The effective scrapping last week of the inter-Korean military agreement was not entirely unexpected but is still significant. South Korea annulled part of the accord after North Korea’s 23 November satellite launch, calling the move “a minimal defensive measure”. But the danger in the wake could be a series of offensive actions by both sides. Pyongyang has since declared it will no longer be bound by the agreement.
Although little known in the rest of the world, having been largely over-shadowed by then US President Donald Trump’s summits with North Korean leader Kim Jong-un, the 2018 Comprehensive Military Agreement had been one of the tangible outcomes of the diplomatic drive by South Korea’s former President Moon Jae-in to engage Pyongyang.
The 17-page document signed in September 2018 included concrete, security-related steps through which both Koreas agreed “to completely cease all hostile acts against each other in every domain, including land, air and sea that are the source of military tension and conflict.” This included agreement to cease live-fire artillery drills and field training exercises near what is known as the “Military Demarcation Line”, designated no-fly zones for all aircraft types over that area, to maintain permanent communication channels, withdraw guard posts, to establish a maritime peace zone, and to transform the Demilitarised Zone separating the Koreas into a peace zone, among other points.
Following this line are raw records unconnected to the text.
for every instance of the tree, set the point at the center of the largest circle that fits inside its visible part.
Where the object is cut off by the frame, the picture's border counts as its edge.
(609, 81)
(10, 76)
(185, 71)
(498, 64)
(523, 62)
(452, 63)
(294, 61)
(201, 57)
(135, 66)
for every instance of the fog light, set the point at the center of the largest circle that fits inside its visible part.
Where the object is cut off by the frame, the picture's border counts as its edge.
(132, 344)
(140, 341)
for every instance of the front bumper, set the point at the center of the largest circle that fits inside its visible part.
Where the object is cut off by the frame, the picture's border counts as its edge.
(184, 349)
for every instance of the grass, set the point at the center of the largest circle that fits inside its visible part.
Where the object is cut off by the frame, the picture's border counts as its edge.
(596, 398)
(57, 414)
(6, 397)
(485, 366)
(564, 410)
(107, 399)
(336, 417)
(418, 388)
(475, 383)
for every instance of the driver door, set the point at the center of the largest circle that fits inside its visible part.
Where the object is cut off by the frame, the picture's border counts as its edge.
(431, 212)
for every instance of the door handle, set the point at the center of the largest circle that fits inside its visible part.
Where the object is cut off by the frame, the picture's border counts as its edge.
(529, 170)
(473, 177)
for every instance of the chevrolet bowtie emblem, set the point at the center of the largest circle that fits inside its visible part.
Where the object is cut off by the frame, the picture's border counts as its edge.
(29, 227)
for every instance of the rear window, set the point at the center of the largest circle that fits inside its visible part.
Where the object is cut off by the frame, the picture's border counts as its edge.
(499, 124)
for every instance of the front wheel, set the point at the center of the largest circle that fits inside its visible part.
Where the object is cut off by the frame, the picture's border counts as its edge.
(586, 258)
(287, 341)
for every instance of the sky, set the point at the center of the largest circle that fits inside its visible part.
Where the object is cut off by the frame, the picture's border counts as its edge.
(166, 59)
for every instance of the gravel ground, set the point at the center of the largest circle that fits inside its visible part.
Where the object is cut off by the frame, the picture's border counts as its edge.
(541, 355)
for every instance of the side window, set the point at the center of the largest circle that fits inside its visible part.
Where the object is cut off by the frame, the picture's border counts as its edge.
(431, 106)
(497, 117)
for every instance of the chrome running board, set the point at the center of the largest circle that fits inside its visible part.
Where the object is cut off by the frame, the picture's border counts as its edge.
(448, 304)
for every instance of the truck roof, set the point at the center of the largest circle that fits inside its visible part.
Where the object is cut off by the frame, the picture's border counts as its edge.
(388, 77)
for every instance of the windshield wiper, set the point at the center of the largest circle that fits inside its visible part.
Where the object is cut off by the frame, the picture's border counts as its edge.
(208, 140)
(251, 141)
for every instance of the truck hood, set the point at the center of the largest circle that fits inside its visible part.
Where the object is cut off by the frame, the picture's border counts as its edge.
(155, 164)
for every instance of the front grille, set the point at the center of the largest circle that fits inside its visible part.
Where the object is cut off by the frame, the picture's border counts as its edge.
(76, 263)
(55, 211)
But speculation about the endurance of the deal has only increased since the change of administration in Seoul last year, which saw conservative leader Yoon Suk-yeol take power. The no-fly zones had been particularly criticised for imposing limits on surveillance operations. This clause was suspended last week following the North Korean satellite launch. The South Korean military then deployed surveillance drones and reconnaissance aircraft near the border. In response, the North announced it was abandoning the deal and vowed to “immediately restore all military measures that have been halted”. North Korea blamed the South for raising tensions, arguing that the agreement “has long been reduced to a mere scrap of paper.”
The consequences of ending the agreement could be quickly compounded. The inter-Korean hotline was disconnected in April, leaving the two Koreas with no means of direct communication to discuss military, emergency, or crisis prevention measures. Although South Korea blames the North for violating the agreement more than a dozen times, North Korea had not until now suspended the deal. Pyongyang now declares Seoul “will be held wholly accountable in case an irretrievable clash breaks out.”
This means tensions along the border are likely to rise in the coming months. North Korea has already declared it will reinstall armed guard posts along the border and it seems likely the two sides could decide to, resume propaganda activity through loudspeakers, permanently deploy soldiers near the Military Demarcation Line, and increase aircraft surveillance activity.
North Korea, for its part, seems prepared for an increase in tensions, pledging via state media:
We will withdraw the military steps, taken to prevent military tension and conflict in all spheres including ground, sea and air, and deploy more powerful armed forces and new-type military hardware in the region along the Military Demarcation Line.
South Korea went ahead with joint naval drills involving the United States and Japan over the weekend, the kind of activity which regularly draws an agitated response from the North. But Pyongyang is also seeking to brush off any deterrence effect from having a US nuclear carrier group patrolling nearby, boasting its newly acquired space surveillance capabilities allowed pictures of Andersen Air Force Base and Apra Harbour in the US territory of Guam. North Korean media also announced the country plans on “additionally launching several reconnaissance satellites in a short span of time.” It argues that South Korea’s move to scrap part of the 2018 military agreement justified the need to continue expanding and modernising weapons programs.
The deterrence-centred approach favoured by the South Korean administration and its allies in the United States and Japan has failed to sway North Korea from its course. With Pyongyang developing a growing arsenal of weapons, and no reason to engage in diplomacy with Seoul or Washington, this increases the chance of accidental clashes along the inter-Korean border escalating into something bigger.
And neither side is hinting at a change in strategy, generating fears for what might unfold in the year ahead.